# Dubai Media City Visa Process taking too long



## noms89 (Jul 13, 2015)

Hi all,

I signed a contract with a company in Dubai Media City and submitted document. As per their HR, my visa was applied on July 2th, 2015 and was processed on July 5th, 2015. But right now it has been 3 weeks my visa is still in immigration.

Is there any kind of delay nowadays in visa process in immigration ?
I am a confused and worried because of this. 

Any help here would be a great relief for me. Thanks !


----------



## The Rascal (Aug 6, 2014)

Ask PRO, ask DNRD, ask DMC?

Seems fairly obvious to me.


----------



## noms89 (Jul 13, 2015)

I already asked company every week and they are saying visa is in immigration. I am not asking for DNRD because i feel they would mind that. 
This is why i am asking here that is it happening only with me or are there others too experiencing this delay ...


----------



## The Rascal (Aug 6, 2014)

How would we know? You're clutching at straws, get down there before 7am one weekday on your way to the office and get the truth!
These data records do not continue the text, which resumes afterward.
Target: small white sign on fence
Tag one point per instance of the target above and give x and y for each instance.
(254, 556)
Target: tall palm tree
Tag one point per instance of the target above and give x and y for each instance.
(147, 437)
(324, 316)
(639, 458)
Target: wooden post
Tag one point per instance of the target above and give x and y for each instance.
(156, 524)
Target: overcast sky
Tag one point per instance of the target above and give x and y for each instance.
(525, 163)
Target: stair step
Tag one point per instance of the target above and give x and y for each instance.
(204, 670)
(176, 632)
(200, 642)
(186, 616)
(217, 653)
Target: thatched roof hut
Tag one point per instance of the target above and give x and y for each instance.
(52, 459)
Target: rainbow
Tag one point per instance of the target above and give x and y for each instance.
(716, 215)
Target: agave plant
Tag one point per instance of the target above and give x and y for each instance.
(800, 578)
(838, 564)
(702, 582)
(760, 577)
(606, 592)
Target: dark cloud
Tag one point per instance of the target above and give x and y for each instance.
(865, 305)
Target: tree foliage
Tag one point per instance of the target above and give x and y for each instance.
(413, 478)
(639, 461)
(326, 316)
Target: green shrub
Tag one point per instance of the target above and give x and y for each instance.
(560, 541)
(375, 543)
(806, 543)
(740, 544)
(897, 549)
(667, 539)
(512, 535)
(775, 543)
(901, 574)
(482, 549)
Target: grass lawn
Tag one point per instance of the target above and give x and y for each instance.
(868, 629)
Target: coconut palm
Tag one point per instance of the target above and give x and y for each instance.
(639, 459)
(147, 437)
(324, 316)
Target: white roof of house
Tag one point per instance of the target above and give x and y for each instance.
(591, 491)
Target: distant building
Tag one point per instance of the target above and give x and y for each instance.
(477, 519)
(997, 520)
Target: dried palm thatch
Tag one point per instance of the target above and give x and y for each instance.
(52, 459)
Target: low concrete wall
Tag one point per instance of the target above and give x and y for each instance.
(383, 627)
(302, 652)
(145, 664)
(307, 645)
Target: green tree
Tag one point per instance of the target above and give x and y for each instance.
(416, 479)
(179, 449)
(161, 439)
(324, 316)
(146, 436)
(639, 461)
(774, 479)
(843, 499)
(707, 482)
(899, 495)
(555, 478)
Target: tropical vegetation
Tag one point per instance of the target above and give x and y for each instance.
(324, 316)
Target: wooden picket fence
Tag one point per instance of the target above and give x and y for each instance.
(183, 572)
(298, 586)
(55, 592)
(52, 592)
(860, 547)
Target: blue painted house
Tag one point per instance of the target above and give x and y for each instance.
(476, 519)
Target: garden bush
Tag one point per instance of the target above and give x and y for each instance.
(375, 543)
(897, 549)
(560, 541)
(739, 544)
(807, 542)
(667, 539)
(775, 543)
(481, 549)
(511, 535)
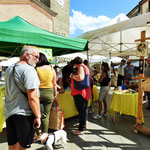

ETA, Which is basically what your PRO should be doing, but they're usually useless here.


----------



## Stevesolar (Dec 21, 2012)

noms89 said:


> I am not asking for DNRD because i feel they would mind that. ..


Hi,
I don't see why DNRD would mind you asking this question - it is their job to issue visas, they charge for the service and get paid for it!
If you ask them directly - you have the added advantage of finding out whether your new employer is being truthful.
It is very easy to use the excuse "visa stamping is with immigration" - people think that lets them the off the hook because you would be too afraid to ask them!
I view this excuse the same way as "your cheque is in the post" 
or "your taxi is on its way" 
or "your dry cleaning will be ready tomorrow" 
or "our driver will be able to find your villa from the detailed map that you gave and he will not phone you four times, when he gets lost"
Cheers
Steve


----------



## noms89 (Jul 13, 2015)

*You are 100% right*



Stevesolar said:


> Hi,
> I don't see why DNRD would mind you asking this question - it is their job to issue visas, they charge for the service and get paid for it!
> If you ask them directly - you have the added advantage of finding out whether your new employer is being truthful.
> It is very easy to use the excuse "visa stamping is with immigration" - people think that lets them the off the hook because you would be too afraid to ask them!
> ...


Hey ,

Really appreciate your help buddy. Now i am going to email DNRD and ask them directly about the delay.


----------



## The Rascal (Aug 6, 2014)

noms89 said:


> Hey ,
> 
> Really appreciate your help buddy. Now i am going to email DNRD and ask them directly about the delay.


Don't email them, go physically tomorrow morning before work! You really think they'll respond to an email?


----------



## noms89 (Jul 13, 2015)

*This is not possible*



noms89 said:


> Hey ,
> 
> Really appreciate your help buddy. Now i am going to email DNRD and ask them directly about the delay.


Actually this is not possible because right now i am in Pakistan. I am waiting for employment visa from my company to join them.


----------



## Stevesolar (Dec 21, 2012)

noms89 said:


> Actually this is not possible because right now i am in Pakistan. I am waiting for employment visa from my company to join them.


Hi,
Even more reason to suspect the validity of the answers you have been given.
In their defense, and as you know - we recently had the Eid holidays and many government departments will have been closed and will have more staff on leave, this time of the year.
Cheers
Steve


----------



## noms89 (Jul 13, 2015)

Stevesolar said:


> Hi,
> Even more reason to suspect the validity of the answers you have been given.
> In their defense, and as you know - we recently had the Eid holidays and many government departments will have been closed and will have more staff on leave, this time of the year.
> Cheers
> Steve


But now its been a week holidays are over. All must be back to office now and working full time. I was also reading different forums that freezone visa just take max 5 days for normal processing. I dont know what they are upto...


----------



## rsinner (Feb 3, 2009)

noms89 said:


> All must be back to office now and working full time.


Actually a lot of Emiratis (who make up a lot of DNRD employees) travel after Eid - in our office probably 50% are away at the moment.

Not to suggest that this is the sole reason why your visa is delayed.


----------